Récemment, le SYTRAL a menacé de ne plus desservir 7 communes extérieures à son périmètre (dont Genas, Vaugneray…) : en cause, le coût élevé de ces lignes au regard de leur participation financière. Comment interpréter cela en termes de solidarité ?

Ces communes, que l’on nomme communes associées car elles ne sont pas sur le territoire de l’agglomération, doivent verser une contribution pour bénéficier des transports urbains. Elles n’ont pas souhaité s’engager à nouveau et signer une nouvelle charte avec le SYTRAL, et je regrette leur choix. Cependant, je ne suis pas très inquiète car je suis convaincue que le réseau de transport sera amené à s’étendre et que ces questions seront reposées.

Les enjeux de solidarité pour demain

Quels sont selon vous les enjeux de solidarité de la Communauté urbaine pour demain ?J

e pense qu’à un moment donné, la Collectivité publique devra se doter de réels outils de maitrise du foncier pour limiter les prix de l’immobilier car plus que les coûts de construction, c’est bien le coût du foncier qui est particulièrement exponentiel. L’enjeu de maitrise publique du foncier est le plus crucial enjeu devant nous. Il nous faut maitriser l’étalement urbain et mieux conjuguer les zones d’emploi et d’habitation pour diminuer les trajets pendulaires. Ce n’est que par une maitrise foncière que l’on pourra garder en ville des ménages qui aujourd’hui partent vivre dans le périurbain et favoriser l’accès à l’emploi par une meilleure adéquation entre l’emploi et l’habitat dans une métropole multipolaire.
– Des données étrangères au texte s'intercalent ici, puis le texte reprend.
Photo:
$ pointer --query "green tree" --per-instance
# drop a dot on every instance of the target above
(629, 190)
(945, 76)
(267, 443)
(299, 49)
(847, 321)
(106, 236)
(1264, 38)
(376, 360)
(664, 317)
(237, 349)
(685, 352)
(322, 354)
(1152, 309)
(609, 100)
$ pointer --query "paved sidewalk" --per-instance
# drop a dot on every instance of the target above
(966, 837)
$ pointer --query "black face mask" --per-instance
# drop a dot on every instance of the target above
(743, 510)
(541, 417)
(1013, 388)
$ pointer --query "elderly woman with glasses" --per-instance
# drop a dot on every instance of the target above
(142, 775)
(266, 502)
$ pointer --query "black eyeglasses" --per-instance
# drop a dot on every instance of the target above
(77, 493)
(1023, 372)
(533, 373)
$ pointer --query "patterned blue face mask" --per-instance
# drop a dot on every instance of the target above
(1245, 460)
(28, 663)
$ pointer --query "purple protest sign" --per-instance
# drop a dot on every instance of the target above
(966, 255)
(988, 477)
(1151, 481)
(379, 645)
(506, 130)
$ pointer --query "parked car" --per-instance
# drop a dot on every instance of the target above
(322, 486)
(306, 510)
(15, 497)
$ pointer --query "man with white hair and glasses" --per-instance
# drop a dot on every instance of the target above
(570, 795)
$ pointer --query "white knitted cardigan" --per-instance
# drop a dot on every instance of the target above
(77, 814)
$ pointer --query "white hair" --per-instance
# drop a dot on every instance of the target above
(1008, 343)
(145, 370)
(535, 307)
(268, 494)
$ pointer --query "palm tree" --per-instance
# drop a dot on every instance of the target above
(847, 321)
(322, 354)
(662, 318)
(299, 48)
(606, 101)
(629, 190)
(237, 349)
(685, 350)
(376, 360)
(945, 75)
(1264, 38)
Comment s’envisage aujourd’hui le développement des transports dans  les zones périurbaines  ?
La question est complexe, c’est en fait celle de l’œuf et de la poule qui n’a jamais été résolue ! Faut-il d’abord créer le réseau lourd de transport pour inciter des constructions le long d’un axe bien défini, ou au contraire, faut-il s’adapter au développement de différentes zones d’habitation ?

Les décisions sont difficiles et les expériences pas toujours concluantes. Je pense notamment au projet « Eole ». Il y a une vraie difficulté à anticiper l’avenir. On a bien vu également combien il était difficile de travailler sur le prolongement du T3 jusqu’à l’aéroport, dans l’Isère, et les questions particulièrement complexes de répartition des financements qu’une telle opération pouvait engendrer. Les élus n’ont pas tous la même vision des enjeux, ne sont pas tous au même niveau d’appréhension des évolutions qui se dessinent dans les métropoles. Apprendre à dépasser son fonds de commerce pour comprendre les envies du territoire voisin nécessite un apprentissage et de fait, une volonté d’apprendre et du temps. Il est vrai aussi que le Grand Lyon a développé une vraie réflexion depuis plusieurs années et qu’il a souvent une longueur d’avance sur d’autres agglomérations ou territoires moins engagés sur ces questionnements. Cette avance n’est d’ailleurs pas toujours un atout, car à être trop en avance on génère souvent de la peur ou à minima des inquiétudes.

Les liaisons banlieues - centre ville sont très appréciées dans le territoire de l’agglomération. Cependant, les liaisons entre banlieues et avec les secteurs d’emploi semblent plus difficiles, tant en termes de réseau que de fonctionnement du réseau, au niveau des horaires notamment. N’est-ce pas les axes d’amélioration à prioriser dorénavant ?

De l’étoile à la toile : nous travaillons déjà sur ces objectifs et c’est effectivement un des axes prioritaire de notre politique pour demain. Il faudra du temps car nous voulons construire le projet sur les vrais besoins. Un travail fin se fait au SYTRAL en ce sens. Et bien sûr, il y aura de belles réussites mais des échecs sont aussi prévisibles. Maire de Dardilly et alors Vice Présidente du technopôle TECHLID, j’avais travaillé à la mise en place de lignes entre le technopole et les gares. Cependant comme les trains n’ont pas suivi, le projet n’a pu être viable. Mais je ne désespère pas, ce type de projet s’imposera à tous car ils vont dans le sens de l’évolution de la vie des gens et de la société.